In places where verges are protected, such as those opposite St Kenelm’s church in Romsley, you may find spotted orchids, bee orchids, dyers greenweed and other rarer plants which would grow along our roads if only mown once a year. These also grow along open stretches by the canal, if allowed to.

In other parts of the country you may find meadow cranesbill and bloody cranesbill with their bold-coloured flowers, fleabane, and sweet cicely. Verges differ as you travel.

Some very successful plants will grow in mown grass so long as it’s mown in moderation. These include daisies, medick, self-heal, buttercups and cat’s ear (that little dandelion-like flower).

One of the best is silverweed, which keeps coming back along the canal where the edge is mowed, and often grows along the edge of footpaths. It is known as the pilgrim’s plant because of this. Its soft silver leaves were used to soothe aching feet by lining shoes with them.

It is edible, and was a plant of last resort during famine. The clear yellow flowers were thought to cheer the pilgrims on their way.

Plants that like wet patches grow along our canals and streams, but also in roadside ditches. The most common and much-loved one is probably meadowsweet. This is a summer flower with creamy-white, frothy blossoms. It has aspirin in it, and is still used herbally as a pain killer and fever cure. It was also used to flavour beer and mead.

If you are lucky you will also find ragged-robin in ditches, but is has become rare round here. You will probably see the yellow flag iris, though, and hemlock water dropwort, both in early summer. The dropwort is like a big fleshy cow parsley, very poisonous.

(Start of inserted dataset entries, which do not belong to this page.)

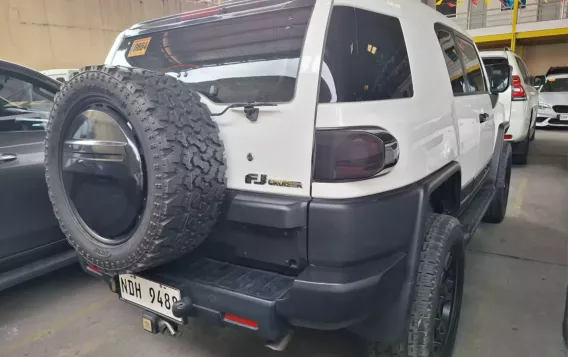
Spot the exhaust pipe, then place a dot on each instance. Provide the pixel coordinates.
(281, 344)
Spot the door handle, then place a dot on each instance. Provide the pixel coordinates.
(7, 158)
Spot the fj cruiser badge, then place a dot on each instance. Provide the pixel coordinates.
(139, 47)
(260, 179)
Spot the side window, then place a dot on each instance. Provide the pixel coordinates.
(361, 63)
(24, 106)
(453, 64)
(474, 74)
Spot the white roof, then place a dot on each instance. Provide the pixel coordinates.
(556, 76)
(497, 54)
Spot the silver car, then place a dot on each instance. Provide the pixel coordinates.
(553, 102)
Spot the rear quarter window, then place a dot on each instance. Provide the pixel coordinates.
(365, 58)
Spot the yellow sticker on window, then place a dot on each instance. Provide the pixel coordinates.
(139, 47)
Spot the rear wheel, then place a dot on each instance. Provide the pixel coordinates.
(134, 167)
(437, 303)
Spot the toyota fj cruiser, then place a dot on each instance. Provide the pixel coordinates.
(270, 164)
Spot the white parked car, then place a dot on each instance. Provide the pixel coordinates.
(553, 100)
(520, 100)
(61, 75)
(272, 164)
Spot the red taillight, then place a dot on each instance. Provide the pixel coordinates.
(353, 154)
(241, 321)
(518, 90)
(199, 14)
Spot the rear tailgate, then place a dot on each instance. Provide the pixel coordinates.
(269, 53)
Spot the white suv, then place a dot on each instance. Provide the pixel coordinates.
(520, 100)
(553, 100)
(272, 164)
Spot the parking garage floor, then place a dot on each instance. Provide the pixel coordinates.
(516, 278)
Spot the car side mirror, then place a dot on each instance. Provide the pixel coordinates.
(500, 77)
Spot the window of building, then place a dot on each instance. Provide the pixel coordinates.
(365, 58)
(24, 106)
(523, 68)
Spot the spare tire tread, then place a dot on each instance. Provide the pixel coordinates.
(188, 165)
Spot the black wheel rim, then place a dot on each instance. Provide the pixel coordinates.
(447, 312)
(102, 168)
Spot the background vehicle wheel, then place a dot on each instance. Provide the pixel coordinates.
(498, 207)
(134, 167)
(437, 303)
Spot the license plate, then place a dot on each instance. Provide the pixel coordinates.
(149, 295)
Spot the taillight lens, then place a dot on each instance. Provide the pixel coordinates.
(518, 89)
(353, 154)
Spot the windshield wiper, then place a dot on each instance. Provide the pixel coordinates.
(251, 109)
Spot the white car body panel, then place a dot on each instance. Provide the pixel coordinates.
(433, 127)
(550, 100)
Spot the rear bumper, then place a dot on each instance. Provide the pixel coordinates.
(548, 117)
(550, 120)
(318, 298)
(360, 273)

Later in summer watersides have great willow herb and purple loosestrife.

Many of our paths and roads don’t have proper ditches any more, so it’s good that we get to see these plants along the canal, which is a major footpath round here as well as a boater’s way.

Waysides are not only for birds and insects to forage – humans used to do it too. We picked edible leaves from February onwards: jack-by-the-hedge, dandelion, wild garlic, nettles.

In summer we gathered herbs like meadowsweet, ground-ivy and woundwort, bedstraw and woodruff, and blossoms like elderflower, for scenting our homes, flavouring our drinks, and as medicine.

In the autumn we picked hazel nuts, crab apples, blackberries and elderberries. We also gathered edible woodland fungi like ceps and chanterelles.

I guess we stopped doing this about the time we started polluting our hedges with petrol and diesel fumes. Fortunately there are still some footpaths and towpaths where you could gather a few clean ones.

By November, when the flowers are gone and the birds quiet, it’s perhaps hard to remember how important our paths and roadsides are for wildlife.

But the berries will still be there among the autumn colours of the leaves, feeding the birds that have not migrated. Look out for the beautiful pink spindle berries. There will be some late flowers, and you may see woodland fungi.

Enjoy the waysides.

Here is a poem that I wrote for the autumnal equinox.

Equinox

It is the time of balance, night and day
Season and season. But today, high blue sky
After rain, and warm sun on the skin
The ground already dry under my feet
My body doesn’t feel like autumn yet
I’m still in summer clothes, no sense of chill.
The trees are heavy in their lushest green
The arboretum man says why wouldn’t they?
The trees have had such a good time this year
That they don’t want to lose their summer yet.
Only the acrid scent of ivy flowers
Reminds me that it really should be autumn
The hawthorn berries are packed thick and red
Bryony necklaces the hedges, and a glimpse
Of red appears upon the guelder-rose
So I suppose the signs are here to see.
When does the way ahead point to the cold?
How do we know when the last swallow’s gone?
When was the moment my blond hair went white?